Dans la Haute-Saône, un blocage de l'usine Eurosérum, filiale du groupe Entremont Alliance, était organisé à Port-sur-Saône par les exploitants laitiers de la Confédération paysanne.
Dans l'Aveyron, une tour de séchage, qui sert à fabriquer la poudre de lait, a été occupée, alors qu'une usine similaire était bloquée à Saint-Hilaire-de-Briouze, près d'Argentan (Orne).
Plusieurs centaines de litres de lait ont été distribués sur le marché de La Mure (Isère), tandis que dans le Bas-Rhin, plusieurs agriculteurs ont déversé leur production dans les fosses à lisier.

Une source industrielle évoquait une "mobilisation en peau de léopard, avec des zones de mobilisation très ciblées".
Dans le Sud-Ouest, le taux de grévistes atteignait "80 à 90%" dans les Pyrénées-Atlantiques, notamment au pays Basque, a affirmé un délégué de l'Association des producteurs de lait indépendants (Apli).
Dans le Nord/Pas-de-Calais, la "grève du lait" était suivie par 25% à 30% des producteurs, toujours selon l'Apli. "Le mouvement est bien suivi, les consciences commencent à se réveiller", a déclaré Karol Bulcke, délégué Apli du Nord.
"J'entends parler de 30% de participation, pour moi c'est de l'intox. Autour de moi, il n'y a aucun producteur qui fait grève", assure pourtant Philippe Cartieaux, le président des producteurs de lait du Nord, affilié à la FNPL. Cette organisation insistait sur la mobilisation "proche de zéro" dans l'Est, selon elle.

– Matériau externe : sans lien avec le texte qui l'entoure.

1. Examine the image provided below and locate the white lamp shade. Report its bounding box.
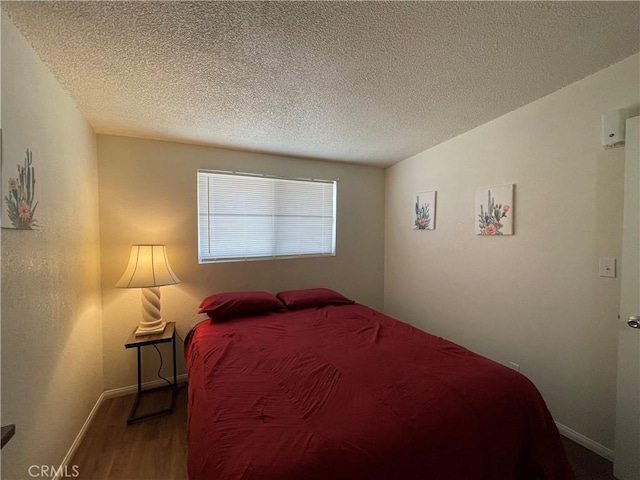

Les grévistes ont reçu lundi des soutiens politiques. L'eurodéputé vert José Bové a annoncé qu'il avait entamé un "jeûne de solidarité (...) en soutien aux producteurs menacés de faillite". La présidente socialiste de Poitou-Charente, Ségolène Royal, a réclamé au ministre de l'Agriculture Bruno Le Maire "des actions immédiates" pour assurer un "prix rémunérateur" aux éleveurs.